C.1 6. Implementation: Practical Guidelines

C.1.1 6.1 Constructing Clusters

Use one or more of the following:

  • Geographic proximity.
  • Embedding techniques (e.g., Word2Vec on search sequences).
  • Co-view or co-search frequency.
  • Pricing similarity or estimated cross-price elasticities.

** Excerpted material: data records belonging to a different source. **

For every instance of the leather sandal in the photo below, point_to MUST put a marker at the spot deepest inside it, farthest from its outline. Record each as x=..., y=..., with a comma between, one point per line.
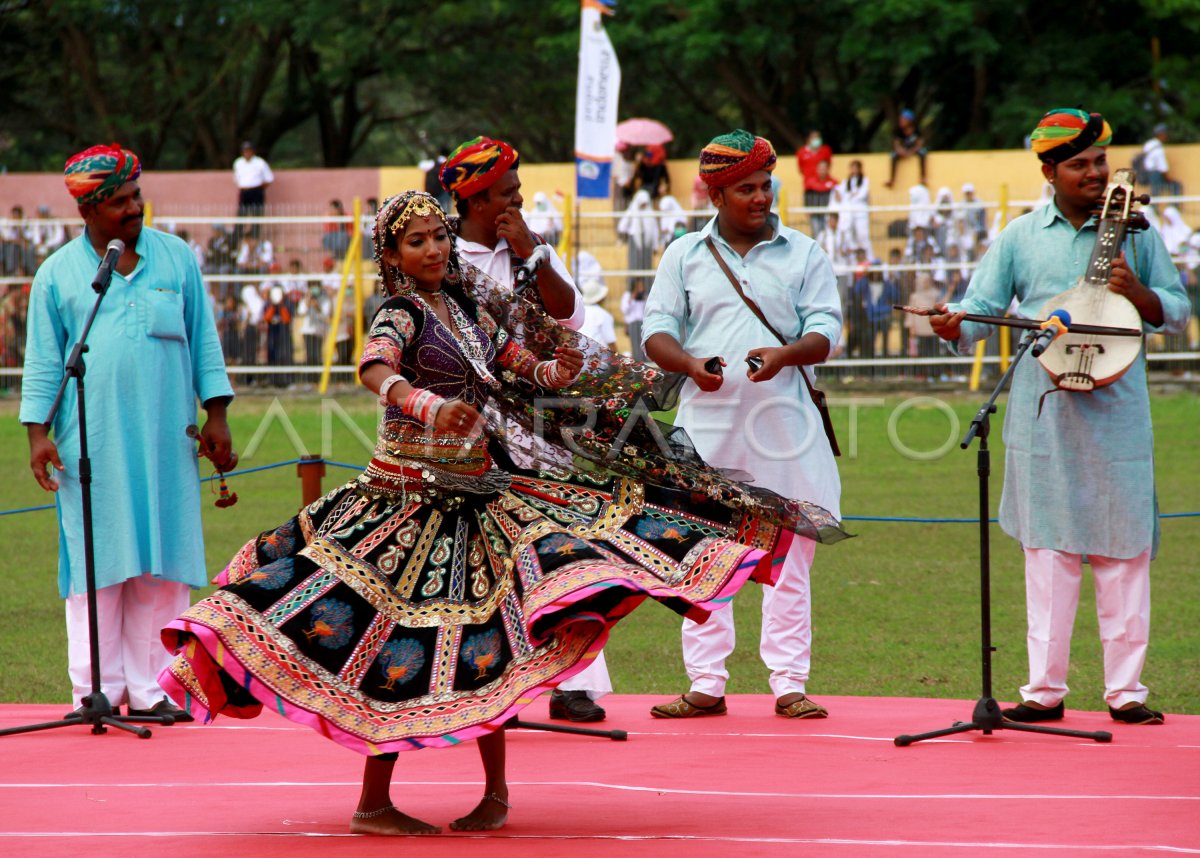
x=682, y=707
x=802, y=708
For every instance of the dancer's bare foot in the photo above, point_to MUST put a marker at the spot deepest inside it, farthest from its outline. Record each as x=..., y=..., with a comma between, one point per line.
x=391, y=822
x=489, y=815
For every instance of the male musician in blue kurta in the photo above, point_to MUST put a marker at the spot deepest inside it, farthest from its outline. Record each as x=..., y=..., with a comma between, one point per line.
x=153, y=352
x=1079, y=477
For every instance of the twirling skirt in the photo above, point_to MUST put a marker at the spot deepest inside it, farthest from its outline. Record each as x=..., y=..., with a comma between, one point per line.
x=401, y=619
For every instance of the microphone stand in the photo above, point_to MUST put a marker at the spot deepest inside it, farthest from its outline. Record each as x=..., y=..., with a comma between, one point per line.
x=95, y=709
x=987, y=717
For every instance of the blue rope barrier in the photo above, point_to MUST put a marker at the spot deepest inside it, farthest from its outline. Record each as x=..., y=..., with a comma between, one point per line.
x=359, y=467
x=28, y=509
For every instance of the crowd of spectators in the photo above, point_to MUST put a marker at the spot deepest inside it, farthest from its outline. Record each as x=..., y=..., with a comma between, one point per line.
x=275, y=289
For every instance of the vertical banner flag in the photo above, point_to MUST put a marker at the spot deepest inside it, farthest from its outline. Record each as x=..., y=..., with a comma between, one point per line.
x=595, y=102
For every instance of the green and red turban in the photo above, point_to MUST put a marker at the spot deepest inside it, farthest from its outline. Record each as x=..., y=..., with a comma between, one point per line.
x=732, y=157
x=94, y=174
x=477, y=165
x=1065, y=132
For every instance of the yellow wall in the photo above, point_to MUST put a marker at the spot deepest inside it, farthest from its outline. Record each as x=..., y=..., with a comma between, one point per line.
x=987, y=171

C.1.2 6.2 Evaluating Cluster Quality

Use proxy interference matrix $P$ (e.g., PDP view co-occurrence), then:

Q <- function(B, clusters) {
  sum(sapply(1:nrow(B), function(i) {
    sum(B[i, clusters != clusters[i]])
  }))
}

Lower Q indicates better clustering.

C.1.3 6.3 Trade-offs

Factor Individual Randomization Cluster Randomization
Bias (Interference) High Low
Power High Lower
Complexity Low Moderate
Implementation overhead Minimal Requires new infrastructure
set.seed(123)
n <- 1000
clusters <- rep(1:100, each=10)
Z <- rbinom(n, 1, 0.5)
B <- matrix(runif(n^2, 0, 0.1), n, n)
diag(B) <- runif(n, 0.5, 1)

# Simulate outcome
Y <- sapply(1:n, function(i) sum(B[i,] * Z)) + rnorm(n)

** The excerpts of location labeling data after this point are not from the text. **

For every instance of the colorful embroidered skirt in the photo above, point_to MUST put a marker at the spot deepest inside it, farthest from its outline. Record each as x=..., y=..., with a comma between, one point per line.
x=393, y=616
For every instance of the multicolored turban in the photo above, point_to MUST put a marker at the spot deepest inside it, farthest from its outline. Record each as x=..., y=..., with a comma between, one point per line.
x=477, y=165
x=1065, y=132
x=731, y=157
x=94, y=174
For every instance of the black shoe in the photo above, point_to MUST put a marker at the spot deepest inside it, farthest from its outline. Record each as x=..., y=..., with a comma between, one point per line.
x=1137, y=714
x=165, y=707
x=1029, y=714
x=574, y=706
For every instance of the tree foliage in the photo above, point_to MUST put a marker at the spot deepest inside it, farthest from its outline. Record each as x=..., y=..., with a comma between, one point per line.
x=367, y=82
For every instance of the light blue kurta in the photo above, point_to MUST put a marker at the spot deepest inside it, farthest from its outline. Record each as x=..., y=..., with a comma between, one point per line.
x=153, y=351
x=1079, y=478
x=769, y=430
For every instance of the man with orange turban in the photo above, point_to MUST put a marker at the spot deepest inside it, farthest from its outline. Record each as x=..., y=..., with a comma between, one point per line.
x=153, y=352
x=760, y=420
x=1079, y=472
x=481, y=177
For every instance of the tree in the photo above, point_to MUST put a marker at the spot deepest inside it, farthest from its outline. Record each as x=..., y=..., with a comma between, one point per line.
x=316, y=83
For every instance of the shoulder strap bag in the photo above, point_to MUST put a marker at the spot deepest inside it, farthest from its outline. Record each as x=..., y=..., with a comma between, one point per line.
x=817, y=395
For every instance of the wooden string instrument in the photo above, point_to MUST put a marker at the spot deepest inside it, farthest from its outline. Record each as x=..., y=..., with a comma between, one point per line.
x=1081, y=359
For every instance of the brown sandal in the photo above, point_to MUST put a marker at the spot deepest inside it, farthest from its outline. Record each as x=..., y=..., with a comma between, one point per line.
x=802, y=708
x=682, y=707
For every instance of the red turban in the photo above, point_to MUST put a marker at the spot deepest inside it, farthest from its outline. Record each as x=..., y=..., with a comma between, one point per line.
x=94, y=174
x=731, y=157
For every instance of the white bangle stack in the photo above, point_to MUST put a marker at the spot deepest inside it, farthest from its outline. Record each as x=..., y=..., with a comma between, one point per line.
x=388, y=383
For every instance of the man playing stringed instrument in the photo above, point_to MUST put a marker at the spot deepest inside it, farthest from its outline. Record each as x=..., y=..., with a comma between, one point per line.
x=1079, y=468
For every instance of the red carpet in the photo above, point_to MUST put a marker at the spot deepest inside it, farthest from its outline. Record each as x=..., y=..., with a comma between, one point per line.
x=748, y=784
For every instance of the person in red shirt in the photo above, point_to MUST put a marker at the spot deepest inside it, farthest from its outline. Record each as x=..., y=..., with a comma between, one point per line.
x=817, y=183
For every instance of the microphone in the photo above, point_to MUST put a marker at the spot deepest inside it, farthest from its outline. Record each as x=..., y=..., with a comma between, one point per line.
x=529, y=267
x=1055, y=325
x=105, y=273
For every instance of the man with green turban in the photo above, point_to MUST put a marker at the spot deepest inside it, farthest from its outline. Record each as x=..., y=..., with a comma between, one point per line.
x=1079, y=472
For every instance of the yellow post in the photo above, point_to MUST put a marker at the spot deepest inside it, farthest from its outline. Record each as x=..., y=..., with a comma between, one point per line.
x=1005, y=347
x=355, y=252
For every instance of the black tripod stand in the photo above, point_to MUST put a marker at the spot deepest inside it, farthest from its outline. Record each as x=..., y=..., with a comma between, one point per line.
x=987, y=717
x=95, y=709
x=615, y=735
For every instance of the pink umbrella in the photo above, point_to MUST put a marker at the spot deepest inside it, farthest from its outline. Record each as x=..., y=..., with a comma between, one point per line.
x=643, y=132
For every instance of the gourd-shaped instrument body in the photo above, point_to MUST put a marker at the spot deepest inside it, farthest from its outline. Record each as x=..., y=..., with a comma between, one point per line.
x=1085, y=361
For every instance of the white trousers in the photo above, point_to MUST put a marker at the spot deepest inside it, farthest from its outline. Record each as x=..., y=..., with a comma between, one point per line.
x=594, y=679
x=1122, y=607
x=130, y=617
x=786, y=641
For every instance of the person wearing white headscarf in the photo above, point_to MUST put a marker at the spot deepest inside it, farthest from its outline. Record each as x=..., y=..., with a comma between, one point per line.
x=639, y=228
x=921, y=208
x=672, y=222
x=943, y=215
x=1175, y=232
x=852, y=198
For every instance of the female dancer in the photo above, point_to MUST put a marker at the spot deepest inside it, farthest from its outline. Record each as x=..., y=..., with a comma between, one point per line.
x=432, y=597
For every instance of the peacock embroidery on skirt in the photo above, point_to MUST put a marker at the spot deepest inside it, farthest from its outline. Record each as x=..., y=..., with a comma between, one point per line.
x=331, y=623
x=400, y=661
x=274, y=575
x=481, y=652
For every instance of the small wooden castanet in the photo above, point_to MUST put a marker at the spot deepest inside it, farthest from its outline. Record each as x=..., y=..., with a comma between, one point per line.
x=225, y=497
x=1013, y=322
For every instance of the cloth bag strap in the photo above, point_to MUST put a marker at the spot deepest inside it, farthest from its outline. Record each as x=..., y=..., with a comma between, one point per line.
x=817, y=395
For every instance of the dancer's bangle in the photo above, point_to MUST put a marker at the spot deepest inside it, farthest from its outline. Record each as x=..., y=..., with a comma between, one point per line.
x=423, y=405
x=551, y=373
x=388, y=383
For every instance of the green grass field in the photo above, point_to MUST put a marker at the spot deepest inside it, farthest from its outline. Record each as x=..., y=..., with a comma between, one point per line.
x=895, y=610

# Estimate TATE under individual randomization
t_ind <- mean(Y[Z==1]) - mean(Y[Z==0])

# Estimate TATE under cluster randomization
cluster_Z <- tapply(Z, clusters, mean)
cluster_Y <- tapply(Y, clusters, mean)
t_cr <- mean(cluster_Y[cluster_Z > 0.5]) - mean(cluster_Y[cluster_Z <= 0.5])

t_ind
#> [1] 0.7931955
t_cr
#> [1] 0.3104478

Observe that tind is inflated relative to tcr.